Case Report: The report refers to a 53-year-old female Brazilian patient. The patient had a medical history of hypothyroidism and also showed increase of the cervical volume since the beginning of 2018. A surgical treatment was proposed in 2019 and histological aspects suggested the diagnosis of RT. After further analysis of the material obtained in biopsy, the microscopy assessment revealed lymphoplasmacytic inflammation with high fibrosis suggesting IgG4 related sclerotic disease.

Conclusion: This case highlights the importance of investigating IgG4-RD in patients with RT as it seems to be a new clinical entity. The diagnosis is a challenge and the combination of histopathological features/immunohistochemical staining with clinical, laboratorial, and radiological findings is extremely important.

Keywords: Immunoglobulin G4-related disease, Retroperitoneal fibrosis, Sclerosis, Thyroiditis

Introduction


Riedel’s thyroiditis (RT) is characterized by a fibrotic and inflammatory process that spreads to tissues that surround the thyroid gland.
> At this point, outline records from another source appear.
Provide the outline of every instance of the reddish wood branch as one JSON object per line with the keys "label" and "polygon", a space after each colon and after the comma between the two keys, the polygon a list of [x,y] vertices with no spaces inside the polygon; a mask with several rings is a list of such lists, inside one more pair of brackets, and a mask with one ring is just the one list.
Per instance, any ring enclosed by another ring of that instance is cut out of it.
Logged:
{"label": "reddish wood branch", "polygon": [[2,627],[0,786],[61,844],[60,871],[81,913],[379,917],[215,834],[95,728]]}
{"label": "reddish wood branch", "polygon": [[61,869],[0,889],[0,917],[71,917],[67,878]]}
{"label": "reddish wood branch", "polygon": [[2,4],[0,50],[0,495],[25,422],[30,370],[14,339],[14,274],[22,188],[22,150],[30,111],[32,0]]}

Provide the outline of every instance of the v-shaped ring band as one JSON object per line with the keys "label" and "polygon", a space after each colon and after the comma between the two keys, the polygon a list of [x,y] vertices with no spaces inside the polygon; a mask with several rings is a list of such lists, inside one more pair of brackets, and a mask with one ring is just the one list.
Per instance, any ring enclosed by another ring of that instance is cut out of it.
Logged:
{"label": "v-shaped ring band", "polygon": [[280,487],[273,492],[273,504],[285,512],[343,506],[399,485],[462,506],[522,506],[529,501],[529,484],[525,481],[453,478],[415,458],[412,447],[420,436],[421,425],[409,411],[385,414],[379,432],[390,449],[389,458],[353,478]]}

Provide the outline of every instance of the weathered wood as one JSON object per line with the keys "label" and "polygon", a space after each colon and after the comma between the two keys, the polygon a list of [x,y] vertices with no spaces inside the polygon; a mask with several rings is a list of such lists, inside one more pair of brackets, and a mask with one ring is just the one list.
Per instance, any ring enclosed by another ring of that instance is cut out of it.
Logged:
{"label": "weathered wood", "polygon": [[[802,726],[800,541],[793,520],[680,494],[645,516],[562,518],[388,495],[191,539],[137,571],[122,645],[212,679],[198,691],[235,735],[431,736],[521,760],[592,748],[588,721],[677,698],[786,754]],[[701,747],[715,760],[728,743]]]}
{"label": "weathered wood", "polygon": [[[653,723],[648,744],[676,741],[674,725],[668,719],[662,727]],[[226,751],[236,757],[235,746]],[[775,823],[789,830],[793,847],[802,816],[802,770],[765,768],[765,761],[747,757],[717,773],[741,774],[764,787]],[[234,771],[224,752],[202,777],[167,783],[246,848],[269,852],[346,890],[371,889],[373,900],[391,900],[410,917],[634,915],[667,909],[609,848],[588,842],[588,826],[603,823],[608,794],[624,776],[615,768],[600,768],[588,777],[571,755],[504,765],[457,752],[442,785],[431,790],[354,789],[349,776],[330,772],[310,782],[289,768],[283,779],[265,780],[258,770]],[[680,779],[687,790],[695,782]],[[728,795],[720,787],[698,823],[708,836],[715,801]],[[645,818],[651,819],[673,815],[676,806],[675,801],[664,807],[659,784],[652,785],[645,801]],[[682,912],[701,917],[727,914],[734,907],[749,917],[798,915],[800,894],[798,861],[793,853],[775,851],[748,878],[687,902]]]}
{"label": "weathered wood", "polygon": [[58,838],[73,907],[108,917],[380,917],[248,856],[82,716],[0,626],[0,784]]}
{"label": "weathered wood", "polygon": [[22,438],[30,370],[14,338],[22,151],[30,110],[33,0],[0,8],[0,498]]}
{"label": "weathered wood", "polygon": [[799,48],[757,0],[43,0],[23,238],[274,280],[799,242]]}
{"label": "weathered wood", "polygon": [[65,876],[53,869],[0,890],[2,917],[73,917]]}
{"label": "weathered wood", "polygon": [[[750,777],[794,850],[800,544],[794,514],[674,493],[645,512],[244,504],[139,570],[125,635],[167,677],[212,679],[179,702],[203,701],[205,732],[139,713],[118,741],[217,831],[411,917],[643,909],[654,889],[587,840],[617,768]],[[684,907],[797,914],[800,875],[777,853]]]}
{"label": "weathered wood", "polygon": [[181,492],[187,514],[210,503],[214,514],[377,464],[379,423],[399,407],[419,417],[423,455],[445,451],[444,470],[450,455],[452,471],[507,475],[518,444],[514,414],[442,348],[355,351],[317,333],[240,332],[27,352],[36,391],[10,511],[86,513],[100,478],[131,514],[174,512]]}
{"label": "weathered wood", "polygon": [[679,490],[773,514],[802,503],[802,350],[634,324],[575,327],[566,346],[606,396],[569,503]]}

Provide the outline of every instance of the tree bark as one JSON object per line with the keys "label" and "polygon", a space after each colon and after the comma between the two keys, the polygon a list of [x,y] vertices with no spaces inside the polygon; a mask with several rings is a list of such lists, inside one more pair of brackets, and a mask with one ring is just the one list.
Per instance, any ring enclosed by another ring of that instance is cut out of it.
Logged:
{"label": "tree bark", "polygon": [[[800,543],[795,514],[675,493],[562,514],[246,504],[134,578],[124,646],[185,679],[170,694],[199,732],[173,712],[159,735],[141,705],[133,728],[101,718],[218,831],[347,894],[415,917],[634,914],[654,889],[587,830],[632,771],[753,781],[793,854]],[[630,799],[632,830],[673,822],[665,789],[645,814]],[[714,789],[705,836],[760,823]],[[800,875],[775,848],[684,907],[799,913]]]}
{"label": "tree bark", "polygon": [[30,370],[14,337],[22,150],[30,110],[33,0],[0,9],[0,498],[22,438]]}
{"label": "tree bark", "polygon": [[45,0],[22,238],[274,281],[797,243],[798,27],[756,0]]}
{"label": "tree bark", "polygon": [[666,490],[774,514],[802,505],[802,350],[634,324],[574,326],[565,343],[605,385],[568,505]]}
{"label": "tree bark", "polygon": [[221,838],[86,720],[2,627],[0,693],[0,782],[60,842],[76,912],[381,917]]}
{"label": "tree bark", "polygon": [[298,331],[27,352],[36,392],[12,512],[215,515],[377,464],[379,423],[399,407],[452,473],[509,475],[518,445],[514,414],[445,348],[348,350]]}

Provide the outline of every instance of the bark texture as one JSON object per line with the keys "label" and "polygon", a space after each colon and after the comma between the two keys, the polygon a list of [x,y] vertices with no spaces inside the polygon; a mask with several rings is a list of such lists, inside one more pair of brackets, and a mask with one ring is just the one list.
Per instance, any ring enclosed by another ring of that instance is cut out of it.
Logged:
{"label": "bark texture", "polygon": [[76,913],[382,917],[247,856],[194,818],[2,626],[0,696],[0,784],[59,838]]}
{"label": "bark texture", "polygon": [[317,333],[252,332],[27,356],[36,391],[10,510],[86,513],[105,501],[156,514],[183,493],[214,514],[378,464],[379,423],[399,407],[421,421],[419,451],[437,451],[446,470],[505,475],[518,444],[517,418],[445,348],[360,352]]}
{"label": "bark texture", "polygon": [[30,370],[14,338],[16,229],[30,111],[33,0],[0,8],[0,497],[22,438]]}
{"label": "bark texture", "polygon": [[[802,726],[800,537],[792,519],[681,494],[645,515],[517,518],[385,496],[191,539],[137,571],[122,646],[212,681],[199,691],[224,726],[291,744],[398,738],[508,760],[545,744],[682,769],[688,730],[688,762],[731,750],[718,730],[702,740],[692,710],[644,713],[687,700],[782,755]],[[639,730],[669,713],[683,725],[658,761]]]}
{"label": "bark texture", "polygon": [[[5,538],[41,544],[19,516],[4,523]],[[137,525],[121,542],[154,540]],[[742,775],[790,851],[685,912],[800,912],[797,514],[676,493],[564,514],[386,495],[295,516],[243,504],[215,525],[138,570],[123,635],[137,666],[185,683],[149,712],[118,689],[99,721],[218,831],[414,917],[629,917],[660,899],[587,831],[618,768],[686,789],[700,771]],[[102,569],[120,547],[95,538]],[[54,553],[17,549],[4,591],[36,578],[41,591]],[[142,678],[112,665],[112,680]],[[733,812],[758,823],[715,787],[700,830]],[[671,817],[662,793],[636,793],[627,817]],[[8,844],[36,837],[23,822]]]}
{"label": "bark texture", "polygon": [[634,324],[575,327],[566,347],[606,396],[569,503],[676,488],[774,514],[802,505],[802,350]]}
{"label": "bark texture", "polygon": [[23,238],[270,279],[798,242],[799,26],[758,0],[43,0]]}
It is an uncommon condition with prevalence of 1 in each 100,000 people, most frequent in females between 30 and 50 years [1]. According to Rotondi et al., Berhard Riedel first described RT in 1896, but only in 2010 Dalgren suggested the histologic diagnostic criteria, which included: fibro-inflammatory process involving all or a portion of the thyroid gland; presence of fibrous extension to thyroid capsule and adjacent tissues; inflammatory cells infiltration (without giant cells), lymphoid follicles, oncocytes or granulomas; presence of occlusive phlebitis and absence of a neoplasm [2].
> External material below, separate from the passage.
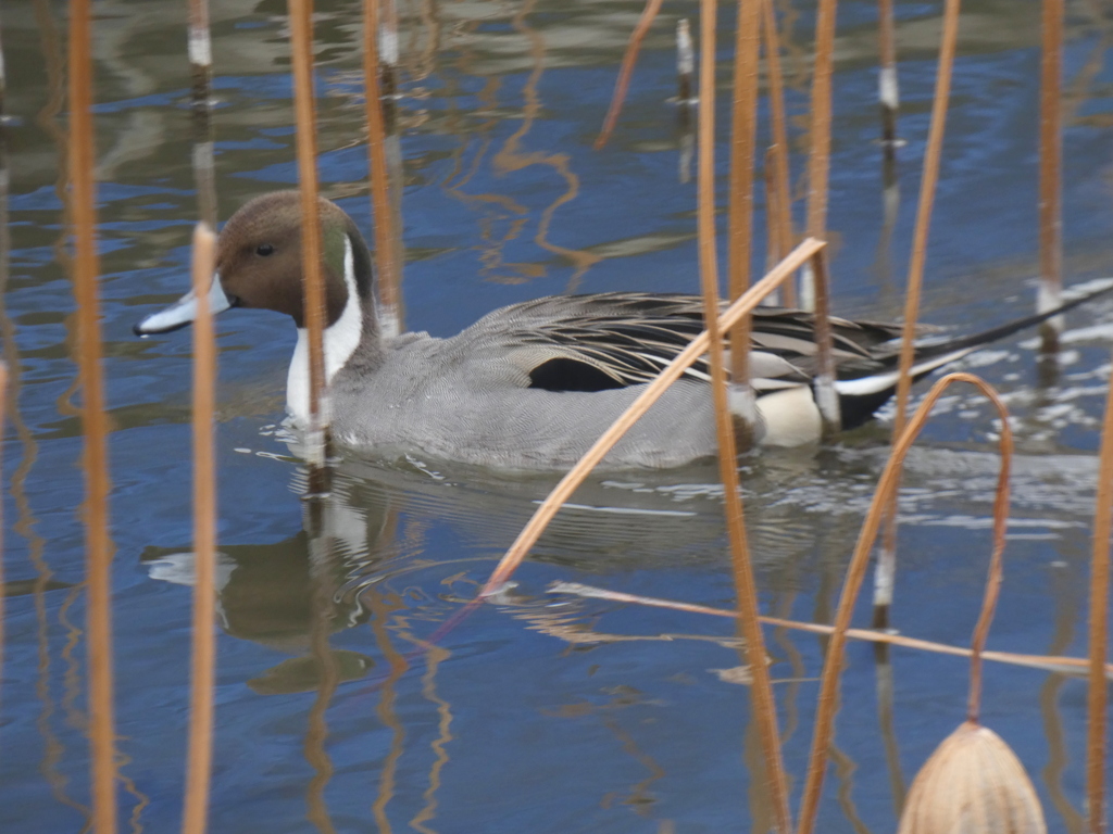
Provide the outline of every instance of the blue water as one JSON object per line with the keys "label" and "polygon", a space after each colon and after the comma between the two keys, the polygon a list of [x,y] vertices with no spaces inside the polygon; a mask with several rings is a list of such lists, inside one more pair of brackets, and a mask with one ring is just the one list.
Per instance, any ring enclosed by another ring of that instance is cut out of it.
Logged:
{"label": "blue water", "polygon": [[[293,186],[296,169],[280,8],[215,6],[217,190],[227,218],[255,195]],[[105,0],[97,8],[120,818],[131,831],[161,832],[179,824],[188,718],[190,341],[188,331],[139,341],[130,328],[187,284],[197,212],[188,64],[179,4],[155,0],[141,14]],[[1036,271],[1038,6],[965,8],[923,312],[955,331],[1024,315]],[[626,0],[402,9],[408,328],[451,335],[499,306],[569,290],[697,289],[696,190],[678,177],[680,136],[668,102],[676,91],[671,32],[678,17],[695,20],[693,3],[666,6],[618,129],[605,149],[591,149],[640,11]],[[798,178],[807,66],[792,56],[807,54],[814,16],[810,6],[796,11],[785,69]],[[332,4],[319,12],[322,187],[370,232],[358,17]],[[829,216],[838,312],[900,312],[939,13],[938,3],[898,3],[907,145],[886,247],[874,141],[876,10],[840,4]],[[12,250],[0,317],[16,397],[2,450],[6,832],[78,832],[88,821],[80,395],[63,258],[59,14],[45,1],[0,11],[6,107],[20,117],[8,132]],[[722,23],[717,158],[725,205],[726,8]],[[1067,28],[1070,281],[1106,275],[1113,254],[1106,26],[1080,12]],[[765,264],[760,249],[754,264]],[[1002,390],[1018,448],[992,648],[1085,651],[1111,332],[1093,328],[1111,316],[1109,300],[1071,314],[1051,384],[1041,381],[1030,336],[964,361]],[[743,663],[735,624],[545,593],[551,582],[571,580],[731,607],[713,467],[585,486],[574,499],[580,508],[558,518],[503,604],[480,608],[422,651],[474,596],[549,481],[418,458],[391,466],[349,459],[333,507],[341,535],[331,553],[312,556],[299,465],[277,428],[293,342],[293,328],[272,314],[234,311],[219,322],[210,830],[761,827],[769,805],[751,778],[759,755],[748,691],[731,682],[737,674],[720,672]],[[909,460],[894,610],[905,634],[968,642],[989,549],[993,419],[956,389]],[[887,426],[883,418],[833,447],[743,461],[764,610],[829,620],[884,465]],[[864,600],[856,624],[868,617]],[[767,635],[795,807],[823,644],[798,633]],[[326,647],[335,687],[314,659]],[[884,731],[873,648],[851,644],[848,661],[820,826],[888,831],[899,785],[964,717],[967,665],[894,651],[894,717]],[[1083,684],[993,664],[986,675],[985,723],[1024,762],[1051,830],[1078,831]],[[887,749],[897,751],[895,761]]]}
Studies demonstrate that RT seems to be the thyroid condition most associated with immunoglobulin G4-related disease (IgG4-RD), that is characterized by dense lymphoplasmacytic infiltrate with numerous IgG4 positive plasma cells, and propensity to form tumefactive lesions and storiform fibrosis [2]. The diagnosis of this disease is a challenge due to the heterogeneity of its clinical presentation and variable diagnostic criteria.

Case Report


A 53-year-old woman, smoker (25 packs/year), carrier of hypothyroidism (diagnosed in 2015 with positive antibodies against thyroperoxidase), complaining of hoarseness, dysphagia and increase of cervical volume. Computed tomography (CT) of the cervical region (Figure 1) demonstrated a mass at the left base of the neck, heterogeneous, extending into the mediastinum, measuring 7.0×5.0×5.0 cm, encasing the common carotid artery and associated with thrombosis of the internal jugular vein at the same side. Magnetic resonance imaging (MRI) of cervical region showed a mass with isointense signal in T1 and hyperintense in T2, insinuating into the thoracic introit at the same side for approximately 2.7 cm, surrounding vascular structures, measuring 7.0×4.0×4.5 cm. The patient was treated by surgery and histological aspects suggested the diagnosis of Riedel’s thyroiditis: fibroblastic proliferation with inflammatory lymphoplasmacytic component replacing normal thyroid tissue and extending to striated muscle, with the presence of obliterating angiitis associated. Then, prednisone was initiated at dose of 20 mg. Abdominal CT and blood samples were requested due to possible association with IgG4-RD. No changes in bone metabolism, hepatic function, or IgG4 titer (Table 1) were observed.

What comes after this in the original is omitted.